Yes, I did know that name! This was the Pete I remembered and had tried unsuccessfully to find more than a decade ago; but, in my recollection, I knew only his nickname. Without recalling his actual name, which he’d never used at school, I had been unable to locate him. I had searched for Pete when the Internet was in its infancy. That was before search engines had become the supped-up, all-in-one reference resources they are today; and software for networking utilities like Facebook, MySpace, LinkedIn and Plaxo was still a dream—if even that.
Soon, I would learn that Pete had legally changed his name to his preferred moniker “Peter” shortly after college, as part of his becoming the person he pictured himself being. But, wait. I’m getting ahead of the story.
I added Pete as a friend, and we “rebooted” our dialogue after a three-decade hiatus. Many memories of our time together as college friends have been reviewed now. And, we have started to fill in the gap of that missing time. For instance, we’ve discovered that we both chose to leave the South; he went west and I went north. Our conversation is just beginning, but already I’m remembering things I’d forgotten—or buried. And, I’m finding out things about myself that I never knew—like how I was perceived then and how I’m perceived now, by Pete and (through deduction) perhaps by others.
However, we find that much data is missing and needs to be restored—events in our lives that happened during that interim in which the dialog was frozen. Thirty years of loves found and lost; thirty years of adventures in our lives; thirty years of dreams created, and then realized, abandoned, or still pending—these are the topics that will require careful attention to detail and nuance as we key it all into that ethereal mainframe that holds our joint memories. This extended metaphor works best for what has been, but what of the future?

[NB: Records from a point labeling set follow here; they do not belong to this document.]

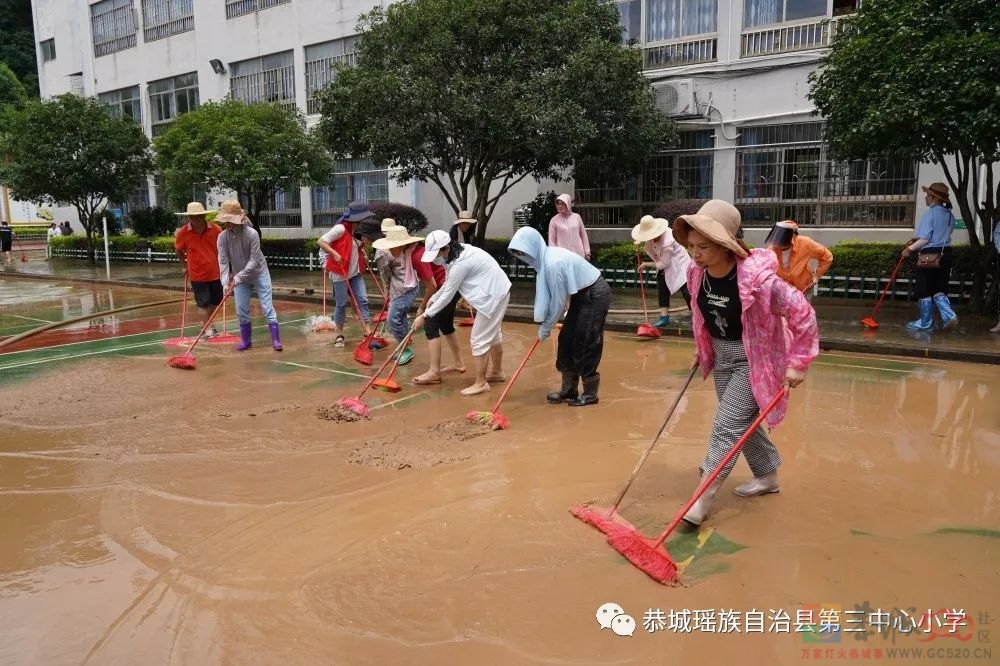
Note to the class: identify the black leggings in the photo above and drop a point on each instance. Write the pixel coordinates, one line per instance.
(932, 281)
(443, 323)
(663, 294)
(581, 340)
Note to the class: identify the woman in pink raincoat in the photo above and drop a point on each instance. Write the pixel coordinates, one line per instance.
(754, 331)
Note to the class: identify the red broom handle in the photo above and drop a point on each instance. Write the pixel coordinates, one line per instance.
(215, 313)
(718, 470)
(888, 284)
(399, 348)
(524, 362)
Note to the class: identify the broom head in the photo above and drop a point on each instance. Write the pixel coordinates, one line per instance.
(604, 518)
(647, 330)
(352, 409)
(363, 354)
(184, 362)
(389, 385)
(495, 420)
(640, 551)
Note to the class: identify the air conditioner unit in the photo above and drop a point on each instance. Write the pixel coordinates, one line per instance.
(676, 98)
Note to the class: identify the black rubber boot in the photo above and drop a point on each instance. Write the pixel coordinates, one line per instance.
(568, 392)
(589, 397)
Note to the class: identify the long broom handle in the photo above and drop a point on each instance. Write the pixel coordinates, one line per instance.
(399, 347)
(888, 284)
(649, 449)
(642, 286)
(718, 470)
(517, 372)
(215, 313)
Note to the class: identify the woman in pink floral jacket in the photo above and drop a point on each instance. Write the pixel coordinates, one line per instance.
(754, 331)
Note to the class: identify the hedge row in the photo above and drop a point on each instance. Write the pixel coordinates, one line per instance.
(854, 259)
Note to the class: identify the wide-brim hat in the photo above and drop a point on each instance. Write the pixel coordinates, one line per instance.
(939, 190)
(357, 211)
(231, 212)
(464, 217)
(649, 227)
(717, 221)
(435, 240)
(194, 209)
(396, 237)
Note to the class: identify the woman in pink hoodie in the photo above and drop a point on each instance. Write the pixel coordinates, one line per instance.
(566, 229)
(754, 331)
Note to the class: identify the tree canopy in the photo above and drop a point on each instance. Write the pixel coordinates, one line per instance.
(476, 96)
(918, 79)
(71, 149)
(254, 150)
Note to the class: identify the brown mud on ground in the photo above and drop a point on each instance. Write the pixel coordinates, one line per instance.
(208, 517)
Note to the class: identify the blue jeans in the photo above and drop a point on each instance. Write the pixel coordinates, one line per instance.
(262, 283)
(398, 309)
(343, 299)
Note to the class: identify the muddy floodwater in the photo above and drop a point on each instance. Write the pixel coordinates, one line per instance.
(155, 516)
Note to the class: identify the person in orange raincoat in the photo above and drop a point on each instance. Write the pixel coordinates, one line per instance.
(801, 260)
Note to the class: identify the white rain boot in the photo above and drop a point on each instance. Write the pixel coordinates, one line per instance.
(759, 486)
(696, 514)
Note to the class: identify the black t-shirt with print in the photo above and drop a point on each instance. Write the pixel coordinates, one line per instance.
(719, 302)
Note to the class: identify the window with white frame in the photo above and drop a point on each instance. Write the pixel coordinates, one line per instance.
(284, 209)
(355, 180)
(123, 103)
(630, 20)
(270, 78)
(48, 49)
(236, 8)
(163, 18)
(784, 172)
(113, 25)
(768, 12)
(320, 62)
(169, 98)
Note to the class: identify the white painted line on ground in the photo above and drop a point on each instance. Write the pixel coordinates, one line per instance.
(314, 367)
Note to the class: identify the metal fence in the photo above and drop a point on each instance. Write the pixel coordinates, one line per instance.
(831, 286)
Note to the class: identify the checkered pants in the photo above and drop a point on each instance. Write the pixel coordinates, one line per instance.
(737, 410)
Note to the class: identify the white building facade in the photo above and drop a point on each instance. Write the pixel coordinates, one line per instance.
(733, 73)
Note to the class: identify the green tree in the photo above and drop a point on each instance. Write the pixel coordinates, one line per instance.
(71, 149)
(254, 150)
(918, 79)
(476, 96)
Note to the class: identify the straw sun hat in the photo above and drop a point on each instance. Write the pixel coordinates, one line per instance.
(649, 227)
(395, 237)
(717, 221)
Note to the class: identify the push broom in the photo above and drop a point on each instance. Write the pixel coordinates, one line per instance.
(607, 519)
(494, 418)
(646, 329)
(352, 409)
(182, 340)
(869, 321)
(186, 360)
(650, 556)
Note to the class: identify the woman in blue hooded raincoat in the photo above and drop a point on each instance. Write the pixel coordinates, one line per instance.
(560, 275)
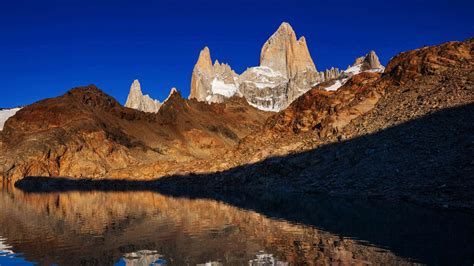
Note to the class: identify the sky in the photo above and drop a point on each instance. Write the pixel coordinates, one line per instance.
(50, 46)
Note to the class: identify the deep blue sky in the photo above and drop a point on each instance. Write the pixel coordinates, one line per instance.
(50, 46)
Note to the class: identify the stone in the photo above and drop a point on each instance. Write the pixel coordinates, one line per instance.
(136, 100)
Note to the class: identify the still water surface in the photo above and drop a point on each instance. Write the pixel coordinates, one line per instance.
(143, 228)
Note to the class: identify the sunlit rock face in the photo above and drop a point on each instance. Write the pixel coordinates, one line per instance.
(286, 71)
(212, 83)
(100, 227)
(136, 100)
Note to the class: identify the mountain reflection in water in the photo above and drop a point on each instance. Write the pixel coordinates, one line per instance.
(142, 228)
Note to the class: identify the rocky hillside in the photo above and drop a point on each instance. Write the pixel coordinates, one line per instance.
(87, 133)
(286, 71)
(405, 134)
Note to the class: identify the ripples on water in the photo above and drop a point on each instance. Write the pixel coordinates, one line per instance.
(143, 228)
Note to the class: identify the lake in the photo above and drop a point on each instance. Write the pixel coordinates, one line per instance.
(146, 227)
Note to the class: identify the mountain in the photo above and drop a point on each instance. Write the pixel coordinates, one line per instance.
(403, 132)
(212, 83)
(333, 79)
(286, 71)
(136, 100)
(5, 114)
(86, 133)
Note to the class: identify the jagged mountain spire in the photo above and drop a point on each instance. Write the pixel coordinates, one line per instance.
(136, 99)
(284, 53)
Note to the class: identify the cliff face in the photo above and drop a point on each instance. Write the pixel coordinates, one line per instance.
(136, 100)
(286, 71)
(284, 53)
(86, 133)
(212, 83)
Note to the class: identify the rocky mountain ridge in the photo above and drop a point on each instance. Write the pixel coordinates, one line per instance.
(386, 134)
(286, 71)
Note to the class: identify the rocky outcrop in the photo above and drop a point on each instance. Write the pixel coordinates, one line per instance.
(282, 52)
(5, 114)
(212, 83)
(286, 71)
(333, 78)
(136, 100)
(86, 133)
(369, 62)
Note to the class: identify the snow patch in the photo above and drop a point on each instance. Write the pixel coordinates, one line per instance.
(219, 87)
(5, 114)
(335, 86)
(265, 108)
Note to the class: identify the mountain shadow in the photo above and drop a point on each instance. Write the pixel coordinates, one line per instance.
(428, 161)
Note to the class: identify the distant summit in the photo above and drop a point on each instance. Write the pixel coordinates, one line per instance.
(286, 72)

Any decent story has a protagonist. And, there is no story unless there is action. Moreover, that action—the events that unfold through time—must show character development, which brings me back to the protagonist. Who would like, or even finish reading, a novel or short story in which what happens to the leading character has no effect on that person at the center of the story? Change must take place—not just around but in central characters. This transformation is a process that is in addition to, but also essential for, the plot. And so it is with Pete and me. I hope to be learning about today’s Pete; but, I also want to learn about today’s Larry. Who am I and how did I get here? And, what of tomorrow’s Pete, tomorrow’s Larry?
Pete says he’s impressed that I made it to New York. “The Larry I knew would never have even considered moving there,” he told me. He wants to learn what events in my life led me here: where I got the idea and then the courage to carry it through. I don’t have those answers right now. Like another Southerner, Scarlett O’Hara, once said, “I’ll think about that tomorrow.”